Sullivan Road Business Park LLC, headed by Spokane real estate veteran Robert Bonuccelli, plans to move forward with a 20-acre, $10 million-to-$15 million office and light-industrial park in the Spokane Valley.
The park, which is to be called the Sullivan Road Business Park, will be located on a chunk of vacant land west of the Sullivan Road-Marietta Avenue intersection on either side of Marietta, less than a mile south of the big Spokane Business & Industrial Park.

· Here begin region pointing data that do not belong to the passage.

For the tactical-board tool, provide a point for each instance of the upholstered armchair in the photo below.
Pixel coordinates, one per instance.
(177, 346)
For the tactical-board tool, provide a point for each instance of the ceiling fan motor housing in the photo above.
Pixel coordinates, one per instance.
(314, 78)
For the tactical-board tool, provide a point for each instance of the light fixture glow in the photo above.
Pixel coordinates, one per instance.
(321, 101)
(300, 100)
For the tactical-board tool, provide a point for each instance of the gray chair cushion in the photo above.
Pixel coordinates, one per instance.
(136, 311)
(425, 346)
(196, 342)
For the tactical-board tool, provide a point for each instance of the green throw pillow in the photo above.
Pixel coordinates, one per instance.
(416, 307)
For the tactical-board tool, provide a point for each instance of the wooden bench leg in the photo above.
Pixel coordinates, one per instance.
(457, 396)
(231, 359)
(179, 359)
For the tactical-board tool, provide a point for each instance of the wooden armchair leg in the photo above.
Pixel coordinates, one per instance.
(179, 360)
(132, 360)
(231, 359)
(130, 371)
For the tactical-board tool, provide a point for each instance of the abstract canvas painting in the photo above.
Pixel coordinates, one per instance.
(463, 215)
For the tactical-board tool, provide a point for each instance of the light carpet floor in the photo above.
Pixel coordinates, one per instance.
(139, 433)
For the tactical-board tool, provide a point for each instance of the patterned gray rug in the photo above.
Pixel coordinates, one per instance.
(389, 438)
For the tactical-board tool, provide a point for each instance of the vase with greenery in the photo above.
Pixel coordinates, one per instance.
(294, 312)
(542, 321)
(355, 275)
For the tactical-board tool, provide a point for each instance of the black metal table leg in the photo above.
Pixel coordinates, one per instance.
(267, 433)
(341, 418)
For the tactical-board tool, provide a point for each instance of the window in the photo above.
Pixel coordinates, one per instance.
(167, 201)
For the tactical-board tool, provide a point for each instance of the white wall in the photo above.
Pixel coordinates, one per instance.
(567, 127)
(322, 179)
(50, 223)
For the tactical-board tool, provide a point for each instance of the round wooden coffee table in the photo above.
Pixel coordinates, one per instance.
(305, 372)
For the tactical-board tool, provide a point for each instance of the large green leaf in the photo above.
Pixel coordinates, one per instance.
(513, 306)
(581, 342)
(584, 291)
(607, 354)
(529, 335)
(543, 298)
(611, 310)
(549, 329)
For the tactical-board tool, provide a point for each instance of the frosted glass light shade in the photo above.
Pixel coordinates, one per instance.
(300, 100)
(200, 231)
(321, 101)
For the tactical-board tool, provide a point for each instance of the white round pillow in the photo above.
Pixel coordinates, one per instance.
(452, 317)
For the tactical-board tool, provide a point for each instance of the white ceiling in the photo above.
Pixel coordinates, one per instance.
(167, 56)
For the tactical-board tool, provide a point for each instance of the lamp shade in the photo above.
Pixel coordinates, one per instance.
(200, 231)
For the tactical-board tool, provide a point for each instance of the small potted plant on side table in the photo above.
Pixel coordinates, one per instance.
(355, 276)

Plans for the park first became public in the fall of 1998, when Bonuccelli applied with Spokane County for preliminary plat approval on the project. He received preliminary approval in 1998 and final approval this April, after the development company made site improvements last year, including a 750-foot westward extension of Marietta Avenue. Lots are located on each side of the extension.
Construction of the parks first building, a 32,000-square-foot office-warehouse structure slated for a four-acre parcel, is expected to start this week, says Bonuccelli, who will be developing that building with family members through North Valley Phase II Partnership. That partnership also owns a two-acre parcel in the business park and plans to build a similar, 20,000-square-foot structure there next summer. Meantime, the remaining 14 acres, owned by Sullivan Road Business Park LLC, have been divided into eight parcels and currently are being marketed by Village Square Realty Inc., a Spokane company that Bonuccellis brother, Jim, owns and his father, Al, started in 1979.
Bob Bonuccelli says the partnership is building the first structure speculatively, and total costs for that project are expected to be $2 million. The building is scheduled to be completed by year-end. Divcon Inc., of Spokane, is the general contractor on the project, and Architectural Ventures, of Spokane, designed it.
The single-story building will be located in the southeast corner of the new park. It will be visible from Sullivan, but accessed from Marietta.
Bonuccelli hopes to attract high-tech, light-industrial, or other low-intensity users to the new building, as well as the rest of the park. The planned buildings will have 14-foot-high ceilings to accommodate tenants that need a mix of office and warehouse space.